Die IAA Transportation markiert einen deutlichen Schwenk weg von konventionellen Diesel-Lkw hin zu alternativen Antrieben. Dabei sind in diesem Jahr vor allem die batterieelektrisch angetriebenen Lkw (BEV) in den Fokus gerückt – obwohl nach wie vor auch die eine oder andere Weiterentwicklung bei den Diesel-Lkw ihre Premiere feiert.

Ein markanter und wichtiger Meilenstein auf dem Weg zum emissionslosen Güterverkehr ist, dass die potenziellen Reichweiten vieler neuer Modelle von Mercedes-Benz, Daf Trucks, Scania, Iveco und Co. mittlerweile bei 500 Kilometern und mehr mit einer Batterieladung liegen. Damit lassen sich Experten zufolge rund 80 Prozent aller Einsatzfälle im Nah- und Fernverkehr abdecken.

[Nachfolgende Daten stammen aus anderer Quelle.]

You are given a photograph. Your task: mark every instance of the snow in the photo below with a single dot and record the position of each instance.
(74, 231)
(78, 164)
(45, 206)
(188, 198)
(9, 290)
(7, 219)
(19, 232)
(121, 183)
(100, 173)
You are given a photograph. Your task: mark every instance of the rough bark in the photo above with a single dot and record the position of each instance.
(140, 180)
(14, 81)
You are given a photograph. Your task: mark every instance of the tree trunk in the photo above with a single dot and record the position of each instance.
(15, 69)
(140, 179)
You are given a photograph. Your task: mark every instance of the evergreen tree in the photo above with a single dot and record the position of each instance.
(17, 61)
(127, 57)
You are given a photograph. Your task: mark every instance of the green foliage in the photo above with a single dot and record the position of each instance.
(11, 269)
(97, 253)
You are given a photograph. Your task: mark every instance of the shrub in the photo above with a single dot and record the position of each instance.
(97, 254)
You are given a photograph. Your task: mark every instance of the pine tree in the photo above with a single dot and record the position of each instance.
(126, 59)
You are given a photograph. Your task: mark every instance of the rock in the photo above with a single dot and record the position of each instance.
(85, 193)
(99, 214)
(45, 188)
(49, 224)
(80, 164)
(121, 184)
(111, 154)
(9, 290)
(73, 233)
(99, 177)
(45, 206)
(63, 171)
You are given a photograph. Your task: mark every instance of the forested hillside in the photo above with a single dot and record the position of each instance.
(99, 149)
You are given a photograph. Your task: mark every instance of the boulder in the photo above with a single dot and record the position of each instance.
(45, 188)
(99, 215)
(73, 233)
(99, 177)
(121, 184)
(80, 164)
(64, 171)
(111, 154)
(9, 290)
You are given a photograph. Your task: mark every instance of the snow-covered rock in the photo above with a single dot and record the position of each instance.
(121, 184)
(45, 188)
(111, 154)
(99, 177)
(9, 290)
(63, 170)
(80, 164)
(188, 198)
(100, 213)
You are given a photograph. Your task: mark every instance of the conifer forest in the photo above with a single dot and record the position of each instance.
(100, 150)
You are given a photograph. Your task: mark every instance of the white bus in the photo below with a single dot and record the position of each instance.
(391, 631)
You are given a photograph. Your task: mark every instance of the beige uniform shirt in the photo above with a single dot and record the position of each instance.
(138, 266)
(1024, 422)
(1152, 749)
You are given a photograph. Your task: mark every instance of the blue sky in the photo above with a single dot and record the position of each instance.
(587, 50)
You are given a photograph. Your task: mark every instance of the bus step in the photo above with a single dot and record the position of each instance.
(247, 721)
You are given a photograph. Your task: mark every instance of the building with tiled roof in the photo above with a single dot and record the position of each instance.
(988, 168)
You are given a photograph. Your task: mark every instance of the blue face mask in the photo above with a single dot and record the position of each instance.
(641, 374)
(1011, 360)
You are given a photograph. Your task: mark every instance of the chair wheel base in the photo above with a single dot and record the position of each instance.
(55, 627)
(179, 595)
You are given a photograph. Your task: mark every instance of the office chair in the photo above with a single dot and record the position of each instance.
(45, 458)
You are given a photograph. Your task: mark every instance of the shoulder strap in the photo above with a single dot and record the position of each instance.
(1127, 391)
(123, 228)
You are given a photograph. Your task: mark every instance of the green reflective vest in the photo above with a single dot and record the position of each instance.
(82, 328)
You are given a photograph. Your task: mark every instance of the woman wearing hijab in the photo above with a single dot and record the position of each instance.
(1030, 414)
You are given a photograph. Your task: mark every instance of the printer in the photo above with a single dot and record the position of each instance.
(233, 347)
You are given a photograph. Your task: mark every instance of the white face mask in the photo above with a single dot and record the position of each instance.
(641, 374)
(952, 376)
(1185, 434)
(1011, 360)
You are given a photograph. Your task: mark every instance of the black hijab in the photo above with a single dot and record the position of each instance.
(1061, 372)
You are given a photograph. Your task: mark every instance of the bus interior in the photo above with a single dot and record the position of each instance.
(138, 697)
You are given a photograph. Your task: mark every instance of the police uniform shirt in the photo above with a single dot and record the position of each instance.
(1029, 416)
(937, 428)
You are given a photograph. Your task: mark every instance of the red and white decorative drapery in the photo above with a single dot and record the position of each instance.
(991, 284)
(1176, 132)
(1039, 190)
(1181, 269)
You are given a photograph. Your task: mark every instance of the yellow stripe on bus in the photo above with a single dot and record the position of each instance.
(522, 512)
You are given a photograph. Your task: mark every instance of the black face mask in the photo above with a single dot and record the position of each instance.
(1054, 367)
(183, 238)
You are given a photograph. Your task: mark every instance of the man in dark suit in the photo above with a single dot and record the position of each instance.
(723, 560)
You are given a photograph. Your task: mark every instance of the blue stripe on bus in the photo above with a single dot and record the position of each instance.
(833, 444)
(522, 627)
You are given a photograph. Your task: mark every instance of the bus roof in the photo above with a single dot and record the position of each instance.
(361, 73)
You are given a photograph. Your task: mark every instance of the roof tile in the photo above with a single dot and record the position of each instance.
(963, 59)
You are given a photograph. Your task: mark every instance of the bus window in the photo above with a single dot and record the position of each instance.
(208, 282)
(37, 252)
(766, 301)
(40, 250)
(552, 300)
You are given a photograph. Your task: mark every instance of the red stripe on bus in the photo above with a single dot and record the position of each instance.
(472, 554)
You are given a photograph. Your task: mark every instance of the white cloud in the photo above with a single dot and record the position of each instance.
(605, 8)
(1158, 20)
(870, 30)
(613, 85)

Konkurrenten aus USA und China

Doch sind die europäischen Hersteller anscheinend nicht die Benchmark, wenn es um die Reichweiten geht. Newcomer wie der chinesische Hersteller Windrose versprechen mittlerweile Reichweiten von rund 650 Kilometern – und auch Tesla gibt für die Sattelzugmaschine Semi, die in Hannover für Probefahrten zur Verfügung stand, einen noch etwas höheren Wert an. Doch bis diese Fahrzeuge in Serie gefertigt werden, müssen sich die Interessenten noch bis Ende des nächsten Jahres beziehungsweise Anfang 2026 gedulden müssen.

Fraglich ist dabei, ob sich die für den chinesischen und den US-amerikanischen Markt konzipierten Fahrzeuge sinnvoll auf europäischen Straßen einsetzen lassen. Doch immerhin hat Charles Yu, der bei Windrose für globale strategische Partnerschaften verantwortlich zeichnet, angekündigt, dass sein Unternehmen ein für europäische Vorgaben passendes Fahrzeug anbieten will. Dieses läuft seit zwei Monaten im Testbetrieb in Polen – und sieht dem Tesla Semi verblüffend ähnlich.

Neben diesen beiden Protagonisten sorgte eine Kooperation der besonderen Art für Aufmerksamkeit. Das chinesische Technik-Start-up Super Panther hat gemeinsam mit der österreichischen Lkw-Schmiede Steyr innerhalb von nur zwei Jahren den Prototypen des eTopas 600 entwickelt – komplett mit eigener Elektro-Achse und einer hochkompakten Regelungselektronik. Der technische Reifegrad ist so hoch, dass die beiden Partner laut Europachef Michael Ruf bereits Ende 2025 mit der Serienfertigung beginnen wollen. Die grundlegende Antriebstechnik stammt dabei von Super Panther, alles andere wird von Steyr kommen.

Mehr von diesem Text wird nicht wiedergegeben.